Kim; rızkının Allah tarafından genişletilmesini, ecelinin uzatılmasını isterse sıla-i rahim yapsın.” (Buhârî, Edeb, 12)

Bu bakımdan bayramlarda; başta anne-babamız olmak üzere yakın ve uzak akrabalarımızı, dost ve arkadaşlarımızı, komşularımızı ziyaret etmeli, bu vesile ile birbirimizin hayır duâlarını almaya çalışmalıyız. Uzakta olup gitme imkânımızın olmadığı yakınlarımızı, en azından telefonla da olsa arayarak hâl ve hatırlarını sormalıyız.

Bayram günleri; Allah rızâsı için aramızdaki dargınlık, küskünlük ve kırgınlıkları sona erdirme, aramızdaki kardeşliği yeniden tesis etme günleridir. Bu mânâda mü’min, Allah Rasûlü -sallâllâhu aleyhi ve sellem- Efendimiz’in şu sözlerine gönülden kulak vermelidir:

“Birbirinize kin tutmayınız, haset etmeyiniz, sırt dönmeyiniz ve ilginizi kesmeyiniz. Ey Allâh’ın kulları, kardeş olunuz. Bir müslümanın, din kardeşini üç günden fazla terk etmesi helâl değildir.” (Müslim, Birr, 23)

Onun için bayramlar; kardeşliğin, birlik ve beraberliğin ziyadesiyle hissedildiği anlardır.

Mü’min; bayram günlerinde evde hasta yatan mü’min kardeşlerini de unutmamalı, onları ziyaret etmelidir. Zira bir hadîs-i şerifte şöyle buyurulmaktadır:

“Bir müslüman; hasta bir müslüman kardeşini ziyarete gittiğinde, dönünceye kadar cennet hurfesi (meyvesi) içindedir.” (Müslim, Birr, 41)

Bayram günleri; cömert olma, hediyeleşme, ikram ve infâk etme günleridir. Bu bakımdan mü’min; bayram günlerinde ihtiyaç sahibi mü’min kardeşlerinin yeme-içme, giyinme gibi ihtiyaçlarını gidererek, onları da kendi bayram sevincine ortak etmeye çalışmalıdır.

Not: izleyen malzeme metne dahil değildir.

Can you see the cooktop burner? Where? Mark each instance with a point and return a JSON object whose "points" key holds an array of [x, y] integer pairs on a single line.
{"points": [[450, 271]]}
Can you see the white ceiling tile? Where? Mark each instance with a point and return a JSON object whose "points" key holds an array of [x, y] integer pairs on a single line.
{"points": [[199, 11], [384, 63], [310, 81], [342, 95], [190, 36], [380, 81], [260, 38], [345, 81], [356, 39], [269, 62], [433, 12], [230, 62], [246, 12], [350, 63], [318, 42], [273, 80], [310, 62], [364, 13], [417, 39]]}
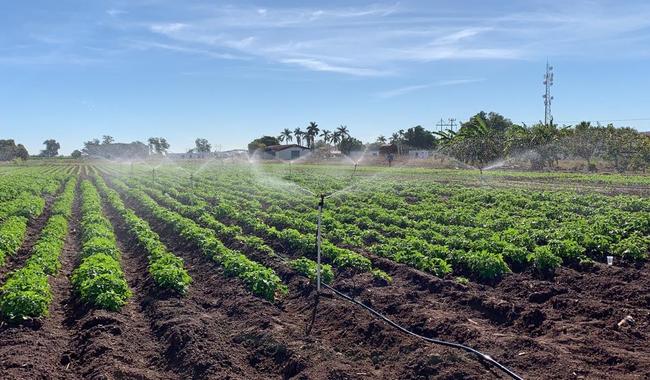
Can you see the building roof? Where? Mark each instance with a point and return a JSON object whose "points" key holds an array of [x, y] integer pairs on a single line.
{"points": [[277, 148]]}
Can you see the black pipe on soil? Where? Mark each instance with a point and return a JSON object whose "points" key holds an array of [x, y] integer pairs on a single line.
{"points": [[481, 355]]}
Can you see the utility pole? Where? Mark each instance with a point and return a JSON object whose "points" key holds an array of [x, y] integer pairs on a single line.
{"points": [[548, 82], [441, 124], [451, 123]]}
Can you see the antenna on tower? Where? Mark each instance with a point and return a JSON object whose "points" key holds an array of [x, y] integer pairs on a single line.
{"points": [[548, 82]]}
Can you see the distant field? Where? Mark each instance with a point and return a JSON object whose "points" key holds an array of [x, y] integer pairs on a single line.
{"points": [[206, 270]]}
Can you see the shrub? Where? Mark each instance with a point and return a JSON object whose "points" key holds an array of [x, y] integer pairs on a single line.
{"points": [[544, 261], [634, 247], [309, 268]]}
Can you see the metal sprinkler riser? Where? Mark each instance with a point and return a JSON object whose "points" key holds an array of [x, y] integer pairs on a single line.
{"points": [[321, 206]]}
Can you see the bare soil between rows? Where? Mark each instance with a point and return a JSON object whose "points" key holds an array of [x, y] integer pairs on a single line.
{"points": [[560, 328]]}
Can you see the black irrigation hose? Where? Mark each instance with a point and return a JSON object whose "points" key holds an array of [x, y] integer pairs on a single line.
{"points": [[481, 355], [374, 312]]}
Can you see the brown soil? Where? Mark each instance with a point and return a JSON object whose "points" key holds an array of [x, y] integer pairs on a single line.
{"points": [[34, 227], [40, 349], [562, 328]]}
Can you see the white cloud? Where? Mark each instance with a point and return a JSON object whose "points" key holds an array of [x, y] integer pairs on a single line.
{"points": [[316, 65], [408, 89], [379, 39], [167, 28], [115, 12]]}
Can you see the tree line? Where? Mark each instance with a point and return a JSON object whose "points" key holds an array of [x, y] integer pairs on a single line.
{"points": [[489, 137]]}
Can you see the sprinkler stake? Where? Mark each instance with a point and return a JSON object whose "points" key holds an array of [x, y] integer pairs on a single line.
{"points": [[321, 205]]}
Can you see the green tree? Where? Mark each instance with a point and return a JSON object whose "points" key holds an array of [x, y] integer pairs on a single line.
{"points": [[622, 145], [312, 132], [419, 138], [285, 136], [585, 141], [298, 134], [350, 144], [21, 152], [158, 145], [106, 139], [326, 134], [262, 143], [475, 143], [202, 146]]}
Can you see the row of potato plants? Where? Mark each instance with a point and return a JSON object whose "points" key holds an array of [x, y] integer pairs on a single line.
{"points": [[474, 235], [261, 280], [99, 279], [23, 203], [34, 181], [166, 269], [295, 242], [27, 292], [232, 234]]}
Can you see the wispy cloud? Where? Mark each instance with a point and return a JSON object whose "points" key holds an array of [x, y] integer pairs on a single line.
{"points": [[115, 12], [409, 89], [367, 40], [316, 65]]}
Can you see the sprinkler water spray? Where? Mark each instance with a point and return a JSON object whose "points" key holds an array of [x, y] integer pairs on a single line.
{"points": [[354, 171], [321, 205]]}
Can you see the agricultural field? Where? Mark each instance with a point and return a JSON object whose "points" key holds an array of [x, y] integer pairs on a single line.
{"points": [[208, 270]]}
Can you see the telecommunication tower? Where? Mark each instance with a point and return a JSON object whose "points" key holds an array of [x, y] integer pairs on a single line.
{"points": [[548, 82]]}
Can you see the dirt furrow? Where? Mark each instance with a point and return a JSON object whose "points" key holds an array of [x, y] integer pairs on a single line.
{"points": [[34, 227], [41, 349], [337, 340]]}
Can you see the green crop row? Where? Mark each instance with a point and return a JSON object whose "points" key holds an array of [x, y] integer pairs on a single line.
{"points": [[291, 239], [27, 293], [12, 232], [232, 234], [260, 280], [166, 269], [99, 279]]}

Yine bayramlar; garipleri, kimsesizleri, yetim ve öksüzleri koruyup kollama, onlara kucak açma günleridir, onların gönüllerini mesrur etme, onları sevindirme günleridir.

Ömrü boyunca yetim ve öksüzlerin yanında olmuş olan merhamet timsâli Sevgili Peygamberimiz, bir defasında işaret parmağı ile orta parmağını aralarını biraz aralayarak göstermiş ve şöyle buyurmuştur:

“Ben ve yetimi himaye eden kimse, cennette şöylece beraber bulunacağız.” (Buhârî, Talâk, 25)

Bayramlar, geçmişlerimizin ruhlarını hayırla şâd etme günleridir. Böylelikle bir nevî geçmişlerimizle de bayramlaşmış oluruz. Onun için müslümanlar olarak, bayram vesilesi ile kabirleri ziyaret etmeliyiz. Zira Sevgili Peygamberimiz’in ifadesi ile;

“Kabir ziyareti, bize âhireti hatırlatır.” (Tirmizî, Cenâiz, 60)

Bayram günleri duâların makbul olduğu mübârek günlerden olup; bu gün ve gecelerde yapılan ibâdet, zikir ve tesbihâta ayrı bir sevap verilir. Nitekim bir hadîs-i şerifte şöyle buyurulmaktadır:

“Ramazan ve Kurban bayramı gecelerini, sevabını Allah’tan umarak ibâdetle ihyâ edenlerin kalbi, -bütün kalplerin öldüğü günde- ölmeyecektir.” (İbn-i Mâce, Sıyâm, 68)

Bayram günleri, insanın bu dünya hayatında yaşayabileceği en nâdîde günlerdendir. Zira bayram günlerinde Cenâb-ı Hak; mü’minlerin gönlüne ayrı bir neşe ve sevinç lutfeder. Mü’minler, bütün kırgınlık ve küskünlükleri bir tarafa bırakıp; zengini fakiri, şehirlisi köylüsü, âmiri memuru ile, sanki tek yürek aynı sevince ortak olur.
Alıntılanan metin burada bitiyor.